Robert looked relieved. “I was afraid maybe I’d scared her off altogether.”

“The fact is, I think you’re the main reason she’s stayed,” Ed said, smiling. “Of course, that’s just a psychologist’s hunch, but you’ve caught her eye. After all, she is a girl, with a mind of her own.”

Robert flushed. “I’ve gotten a hint or two,” he said. “Sharnan may be way out, but she’s no dope. It just seems a little ridiculous, under the circumstances.”

Ed glanced at Hank. “Does he know anything about her?”

“Not much,” Robert said. “I thought it might be better for him to see for himself.”

“Maybe so,” Ed Benedict said. “Well, good luck.”

Down another corridor they knocked on a door and walked into a spacious room, more like a well-appointed apartment than a reaction-and-behavior laboratory or a hospital suite.

It was bright and cheerful, with shelves of video tapes, and drapes covering the one-way glass windows into the control room, to insure privacy. There was also a TV screen with a functioning cut-off switch. All these things Robert had personally insisted on. In the center of the room was a girl, perhaps eighteen years old, sitting on a straight chair. She wore a green skirt and blouse; her brown hair was held back in a pony-tail. A strikingly pretty girl, Hank thought, as she rose to greet them. She regarded Hank without interest, turning to Robert with a warm smile. Instantly Hank was aware of something odd about the girl, something very odd that he couldn’t quite pin down until she looked straight at him and he saw her eyes.

Her eyes: Not blue eyes, not gray, not green nor brown nor hazel. Incredible eyes, Hank thought, a deep, startling shade of clear violet. They set off her face; they caught your own eyes, made you look again, made you wonder if you were seeing quite right. Violet. Strange eyes, too, as though when you looked past the surface you were stopped by an impenetrable barrier.

“Sharnan,” Robert said, “this is Dr. Merry, an old friend. He helped me with our problem, once before.”

The girl smiled and said something to Hank in a pleasant musical voice, but Hank couldn’t quite catch the words.

“I’m glad to meet you,” he said. “Robert has told me—”

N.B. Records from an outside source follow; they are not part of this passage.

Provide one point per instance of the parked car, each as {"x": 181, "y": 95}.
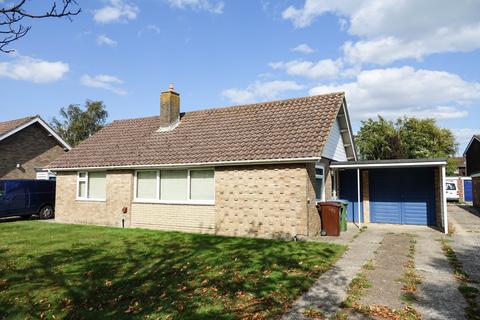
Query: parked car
{"x": 26, "y": 198}
{"x": 452, "y": 190}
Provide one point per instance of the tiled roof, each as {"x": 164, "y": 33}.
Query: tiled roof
{"x": 286, "y": 129}
{"x": 7, "y": 126}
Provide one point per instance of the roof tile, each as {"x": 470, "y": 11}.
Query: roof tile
{"x": 293, "y": 128}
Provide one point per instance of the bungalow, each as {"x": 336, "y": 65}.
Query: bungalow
{"x": 250, "y": 170}
{"x": 472, "y": 160}
{"x": 26, "y": 146}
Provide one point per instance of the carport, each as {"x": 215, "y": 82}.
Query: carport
{"x": 404, "y": 191}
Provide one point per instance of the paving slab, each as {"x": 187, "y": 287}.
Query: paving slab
{"x": 330, "y": 290}
{"x": 438, "y": 293}
{"x": 389, "y": 265}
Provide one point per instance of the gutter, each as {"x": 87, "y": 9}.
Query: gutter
{"x": 193, "y": 164}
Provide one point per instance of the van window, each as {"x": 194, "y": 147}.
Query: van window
{"x": 451, "y": 186}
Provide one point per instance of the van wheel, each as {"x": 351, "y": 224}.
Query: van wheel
{"x": 46, "y": 212}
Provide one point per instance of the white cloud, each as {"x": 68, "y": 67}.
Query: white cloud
{"x": 463, "y": 137}
{"x": 395, "y": 92}
{"x": 116, "y": 11}
{"x": 303, "y": 48}
{"x": 315, "y": 70}
{"x": 103, "y": 81}
{"x": 384, "y": 36}
{"x": 260, "y": 91}
{"x": 104, "y": 40}
{"x": 206, "y": 5}
{"x": 34, "y": 70}
{"x": 150, "y": 28}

She laughed, cutting him off in mid-sentence, and gestured helplessly to Robert. Again she spoke in her odd musical way. Robert shook his head at Hank. “Don’t try to catch the words,” he said. “You won’t be able to understand them. And she can’t understand a thing either of us have said.”

Hank blinked. “Doesn’t she speak International?” he asked, amazed.

“No. Nor American. Nor Russian, nor Swahili, nor any other language that you ever heard of. She has her own language, maybe very uniquely her own. I can’t understand it either, and she hasn’t been able to teach me, or else she hasn’t chosen to.” He paused.

“She can read minds, though, sometimes, so watch your step. It can be embarrassing. Like right now: she doesn’t like what I’ve been thinking a bit.”

And indeed, the girl’s smile had faded, and she turned her back on the two men as though they had suddenly ceased to exist. Walking across the room, she fed a tape into the reading machine, and sat watching the flickering image on the screen. After a moment or two she pressed her hands over her ears and looked up at Robert with fear in her violet eyes.

“I know,” Robert said to her gently. “So am I. But we’ve tried everything else.” He sat down facing her, holding out his hand. For the moment Hank was totally out of it, ignored; he had the uncanny feeling that he was witnessing a curious dream, in which two people were talking to each other in different languages, yet understanding each other perfectly. “We’ve got to do it,” Robert was saying to the girl. “We’ve never really tried it before, not both of us.